As to the claim for damages, there was no subject matter jurisdiction because states, state agencies and state officials acting in their official capacity have sovereign immunity, under the Eleventh Amendment, absent the state’s consent to suit or an express or statutory waiver of immunity. Slip op. 5. The state never consented to suit or waived immunity here.

Brodie also found that plaintiffs’ claims for declaratory relief were not ripe. The DEC decision on plaintiffs’ application was not final because plaintiffs had not appealed the denial of the application or requested a hearing, and had not shown that an appeal would have been futile.
In Osuji, a bankruptcy appeal, Bianco affirmed the Bankruptcy Court’s decision to abstain from an adversary proceeding. Appellant-debtor Samuel Osuji had unsuccessfully tried to intervene in a state court foreclosure proceeding against Christine Phillips-Osuji relating to a mortgage on property in Hempstead, New York. Mrs. Osuji had consented to the entry of a judgment of foreclosure. After the foreclosure order was issued, Mr.

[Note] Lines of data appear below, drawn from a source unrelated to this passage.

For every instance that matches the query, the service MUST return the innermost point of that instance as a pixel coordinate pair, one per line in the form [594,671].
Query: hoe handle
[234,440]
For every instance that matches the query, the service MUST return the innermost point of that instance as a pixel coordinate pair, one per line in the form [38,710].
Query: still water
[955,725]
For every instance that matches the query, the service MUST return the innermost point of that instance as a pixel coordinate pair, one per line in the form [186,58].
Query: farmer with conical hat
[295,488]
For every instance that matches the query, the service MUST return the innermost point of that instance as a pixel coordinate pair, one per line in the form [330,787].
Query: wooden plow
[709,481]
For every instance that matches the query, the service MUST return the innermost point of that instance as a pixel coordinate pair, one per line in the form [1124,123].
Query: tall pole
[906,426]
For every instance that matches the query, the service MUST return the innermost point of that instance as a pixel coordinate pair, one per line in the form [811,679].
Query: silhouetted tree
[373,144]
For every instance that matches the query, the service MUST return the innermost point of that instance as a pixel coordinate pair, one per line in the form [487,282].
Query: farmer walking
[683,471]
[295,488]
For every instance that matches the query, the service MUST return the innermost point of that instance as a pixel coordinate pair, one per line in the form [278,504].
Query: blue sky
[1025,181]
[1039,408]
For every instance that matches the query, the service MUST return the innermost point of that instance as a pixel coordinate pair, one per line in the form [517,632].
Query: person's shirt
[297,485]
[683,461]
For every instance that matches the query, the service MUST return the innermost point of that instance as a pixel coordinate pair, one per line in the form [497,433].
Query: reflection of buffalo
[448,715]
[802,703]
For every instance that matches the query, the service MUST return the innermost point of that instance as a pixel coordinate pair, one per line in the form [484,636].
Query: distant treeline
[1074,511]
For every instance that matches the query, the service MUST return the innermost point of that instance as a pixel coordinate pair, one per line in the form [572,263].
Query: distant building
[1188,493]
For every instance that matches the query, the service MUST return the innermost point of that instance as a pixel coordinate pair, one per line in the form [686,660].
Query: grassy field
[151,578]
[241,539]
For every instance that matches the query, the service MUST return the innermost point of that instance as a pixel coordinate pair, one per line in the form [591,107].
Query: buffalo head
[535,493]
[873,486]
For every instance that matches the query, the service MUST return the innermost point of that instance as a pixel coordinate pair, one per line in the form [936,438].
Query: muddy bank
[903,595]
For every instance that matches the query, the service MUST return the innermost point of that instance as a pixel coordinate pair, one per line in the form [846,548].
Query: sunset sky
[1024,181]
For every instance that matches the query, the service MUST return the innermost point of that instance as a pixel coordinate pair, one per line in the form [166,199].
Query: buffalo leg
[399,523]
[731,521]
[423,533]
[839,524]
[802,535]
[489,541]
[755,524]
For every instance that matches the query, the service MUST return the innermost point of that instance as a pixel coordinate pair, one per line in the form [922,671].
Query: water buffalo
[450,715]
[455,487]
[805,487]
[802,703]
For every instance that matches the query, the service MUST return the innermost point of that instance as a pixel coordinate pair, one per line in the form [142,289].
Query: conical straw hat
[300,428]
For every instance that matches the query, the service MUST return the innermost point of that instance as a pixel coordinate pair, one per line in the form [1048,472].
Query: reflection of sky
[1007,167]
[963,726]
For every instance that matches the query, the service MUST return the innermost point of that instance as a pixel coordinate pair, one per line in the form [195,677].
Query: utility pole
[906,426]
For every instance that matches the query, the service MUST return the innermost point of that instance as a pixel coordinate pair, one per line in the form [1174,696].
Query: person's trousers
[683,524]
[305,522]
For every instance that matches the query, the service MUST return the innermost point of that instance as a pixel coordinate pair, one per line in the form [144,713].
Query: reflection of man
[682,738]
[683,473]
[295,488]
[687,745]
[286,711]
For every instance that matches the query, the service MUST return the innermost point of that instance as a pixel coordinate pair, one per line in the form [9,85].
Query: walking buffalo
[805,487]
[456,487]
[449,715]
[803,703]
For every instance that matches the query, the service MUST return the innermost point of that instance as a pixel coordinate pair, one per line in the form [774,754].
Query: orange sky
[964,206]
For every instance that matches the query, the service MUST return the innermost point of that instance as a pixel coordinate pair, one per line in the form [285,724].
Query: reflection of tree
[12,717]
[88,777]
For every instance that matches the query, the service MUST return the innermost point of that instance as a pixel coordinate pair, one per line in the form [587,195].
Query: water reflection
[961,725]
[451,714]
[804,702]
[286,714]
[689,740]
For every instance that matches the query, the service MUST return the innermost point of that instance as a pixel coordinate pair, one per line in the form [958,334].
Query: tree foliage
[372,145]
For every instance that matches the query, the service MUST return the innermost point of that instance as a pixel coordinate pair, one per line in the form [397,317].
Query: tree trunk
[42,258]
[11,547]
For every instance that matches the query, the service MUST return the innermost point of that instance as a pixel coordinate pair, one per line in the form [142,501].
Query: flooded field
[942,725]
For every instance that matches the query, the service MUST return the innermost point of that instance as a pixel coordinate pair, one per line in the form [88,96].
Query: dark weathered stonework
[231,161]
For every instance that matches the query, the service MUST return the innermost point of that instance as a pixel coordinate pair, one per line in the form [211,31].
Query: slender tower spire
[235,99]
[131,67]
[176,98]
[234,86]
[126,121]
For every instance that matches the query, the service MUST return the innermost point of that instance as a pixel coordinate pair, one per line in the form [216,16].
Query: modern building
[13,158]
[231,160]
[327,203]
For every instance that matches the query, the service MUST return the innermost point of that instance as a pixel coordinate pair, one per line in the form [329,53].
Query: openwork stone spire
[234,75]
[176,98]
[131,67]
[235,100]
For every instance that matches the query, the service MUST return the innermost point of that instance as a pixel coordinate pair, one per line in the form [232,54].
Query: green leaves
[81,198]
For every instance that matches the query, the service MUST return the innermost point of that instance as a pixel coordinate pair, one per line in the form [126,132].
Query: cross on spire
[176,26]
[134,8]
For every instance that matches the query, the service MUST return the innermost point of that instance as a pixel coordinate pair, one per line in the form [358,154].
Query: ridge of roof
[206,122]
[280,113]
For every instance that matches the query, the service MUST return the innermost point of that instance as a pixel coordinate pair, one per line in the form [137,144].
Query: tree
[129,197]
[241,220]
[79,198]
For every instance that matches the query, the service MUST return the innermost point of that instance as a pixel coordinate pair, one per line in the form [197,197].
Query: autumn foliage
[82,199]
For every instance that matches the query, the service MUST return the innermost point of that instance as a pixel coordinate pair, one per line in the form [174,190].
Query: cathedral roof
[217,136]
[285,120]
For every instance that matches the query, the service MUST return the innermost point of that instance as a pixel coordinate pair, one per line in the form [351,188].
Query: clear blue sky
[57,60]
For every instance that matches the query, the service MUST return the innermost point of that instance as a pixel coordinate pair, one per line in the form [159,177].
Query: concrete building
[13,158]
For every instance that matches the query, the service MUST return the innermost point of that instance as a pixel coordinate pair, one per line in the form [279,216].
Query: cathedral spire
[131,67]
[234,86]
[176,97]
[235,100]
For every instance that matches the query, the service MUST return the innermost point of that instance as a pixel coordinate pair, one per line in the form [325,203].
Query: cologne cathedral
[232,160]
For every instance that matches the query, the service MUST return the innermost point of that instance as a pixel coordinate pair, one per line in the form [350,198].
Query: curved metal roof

Osuji filed a Chapter 7 bankruptcy case and an adversary proceeding against Federal National Mortgage Association and JP Morgan Chase Bank, N.A., alleging that they had no ownership interest in the foreclosed loan. The bankruptcy court issued an Order to Show Cause why it should not abstain from the proceeding.

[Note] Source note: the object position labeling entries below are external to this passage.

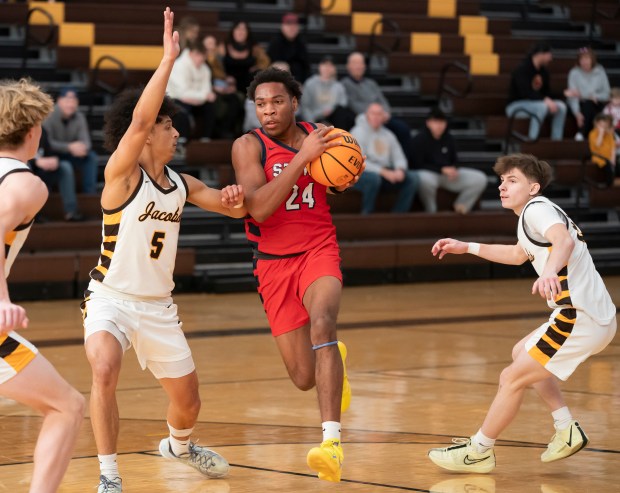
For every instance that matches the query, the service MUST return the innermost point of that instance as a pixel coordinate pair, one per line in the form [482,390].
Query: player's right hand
[317,142]
[12,317]
[171,39]
[448,245]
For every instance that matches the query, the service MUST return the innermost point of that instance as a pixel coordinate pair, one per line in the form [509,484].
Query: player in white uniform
[128,301]
[583,321]
[25,375]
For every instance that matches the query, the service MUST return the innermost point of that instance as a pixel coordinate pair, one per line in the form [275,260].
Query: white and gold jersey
[13,240]
[582,286]
[140,239]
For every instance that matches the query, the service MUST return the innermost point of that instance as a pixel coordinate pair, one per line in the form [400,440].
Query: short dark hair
[119,116]
[272,74]
[533,168]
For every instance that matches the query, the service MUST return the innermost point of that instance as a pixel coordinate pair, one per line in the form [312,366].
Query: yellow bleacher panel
[340,7]
[133,57]
[77,34]
[442,8]
[425,43]
[56,10]
[470,24]
[362,22]
[478,43]
[484,64]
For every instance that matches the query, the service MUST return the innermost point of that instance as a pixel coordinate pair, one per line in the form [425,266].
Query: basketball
[338,165]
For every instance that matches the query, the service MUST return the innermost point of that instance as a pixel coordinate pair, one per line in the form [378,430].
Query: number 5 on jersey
[158,243]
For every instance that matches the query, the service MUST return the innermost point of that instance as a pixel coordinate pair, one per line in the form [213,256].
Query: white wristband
[473,248]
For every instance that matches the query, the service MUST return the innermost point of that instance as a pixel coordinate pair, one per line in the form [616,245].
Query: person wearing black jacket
[530,93]
[288,46]
[435,160]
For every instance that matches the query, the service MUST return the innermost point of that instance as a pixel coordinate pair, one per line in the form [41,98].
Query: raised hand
[171,39]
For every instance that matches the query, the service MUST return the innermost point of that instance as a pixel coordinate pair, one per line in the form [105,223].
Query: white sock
[562,418]
[108,466]
[331,430]
[179,447]
[482,442]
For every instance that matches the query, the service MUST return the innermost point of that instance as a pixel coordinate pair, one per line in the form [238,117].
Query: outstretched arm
[228,201]
[548,284]
[23,195]
[503,254]
[122,171]
[262,198]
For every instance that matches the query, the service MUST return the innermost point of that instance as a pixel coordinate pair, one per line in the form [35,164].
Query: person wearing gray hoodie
[386,164]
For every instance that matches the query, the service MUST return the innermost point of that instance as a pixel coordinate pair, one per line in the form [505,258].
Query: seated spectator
[386,164]
[588,91]
[362,91]
[602,142]
[190,87]
[189,30]
[436,162]
[288,46]
[56,172]
[613,109]
[229,103]
[69,138]
[325,99]
[243,57]
[530,93]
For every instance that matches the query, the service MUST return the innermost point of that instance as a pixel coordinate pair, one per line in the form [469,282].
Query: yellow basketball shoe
[565,443]
[463,457]
[346,387]
[326,460]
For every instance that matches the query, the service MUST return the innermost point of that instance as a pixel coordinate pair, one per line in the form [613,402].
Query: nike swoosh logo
[570,437]
[469,461]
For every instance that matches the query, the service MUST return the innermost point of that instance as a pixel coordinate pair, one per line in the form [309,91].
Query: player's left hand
[355,179]
[547,286]
[232,196]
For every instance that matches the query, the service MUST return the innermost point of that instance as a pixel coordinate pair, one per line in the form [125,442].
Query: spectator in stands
[435,158]
[243,57]
[229,103]
[325,99]
[288,46]
[588,91]
[530,92]
[602,142]
[190,88]
[69,138]
[613,108]
[362,91]
[386,164]
[56,172]
[189,30]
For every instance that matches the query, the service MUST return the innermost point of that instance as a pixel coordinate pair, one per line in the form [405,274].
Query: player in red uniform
[296,256]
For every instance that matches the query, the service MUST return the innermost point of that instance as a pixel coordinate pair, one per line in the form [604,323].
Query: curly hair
[118,118]
[23,105]
[273,74]
[533,168]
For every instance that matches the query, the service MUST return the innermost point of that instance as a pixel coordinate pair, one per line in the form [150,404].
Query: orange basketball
[337,165]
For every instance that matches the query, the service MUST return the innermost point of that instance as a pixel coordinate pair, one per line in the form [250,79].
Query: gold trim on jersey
[554,337]
[111,227]
[15,353]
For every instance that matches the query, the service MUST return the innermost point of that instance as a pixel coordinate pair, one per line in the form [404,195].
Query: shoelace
[108,484]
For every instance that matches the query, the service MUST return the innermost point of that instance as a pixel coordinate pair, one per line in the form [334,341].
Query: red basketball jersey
[303,220]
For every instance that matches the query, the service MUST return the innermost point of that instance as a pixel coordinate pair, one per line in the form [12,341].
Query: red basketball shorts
[282,284]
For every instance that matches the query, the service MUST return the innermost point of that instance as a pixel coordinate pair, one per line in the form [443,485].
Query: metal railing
[28,37]
[512,134]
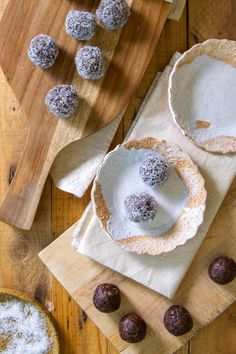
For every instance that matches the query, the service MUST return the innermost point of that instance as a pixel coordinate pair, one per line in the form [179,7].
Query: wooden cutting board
[127,54]
[204,299]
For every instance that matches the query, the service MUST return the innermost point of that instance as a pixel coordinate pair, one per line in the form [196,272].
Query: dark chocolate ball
[113,14]
[62,100]
[80,25]
[132,328]
[154,170]
[106,298]
[178,320]
[140,207]
[43,51]
[90,63]
[222,270]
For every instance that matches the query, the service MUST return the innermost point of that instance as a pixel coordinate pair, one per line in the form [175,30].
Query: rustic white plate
[181,199]
[202,95]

The bankruptcy court, exercising its discretion, voluntarily abstained from the adversary proceeding, and the district court affirmed, based on several factors. First, New York state property law issues predominated over federal law issues. In fact, no federal law issues were raised. Second, a closely-related state court proceeding had addressed the same issues Mr. Osuji raised in federal court. Third, the only basis for bankruptcy court jurisdiction was 28 U.S.C. §1334(b), which provides for original but not exclusive jurisdiction for cases “arising in or related to” bankruptcy cases. Fourth, the adversary proceeding would place a burden on the bankruptcy court docket. Fifth, the adversary proceeding clearly represented forum shopping for a more favorable outcome.

Mr. Osuji’s contention that abstention was not warranted because there was no ongoing related case between the parties in state court was not persuasive here, where all his efforts in state court had been rejected.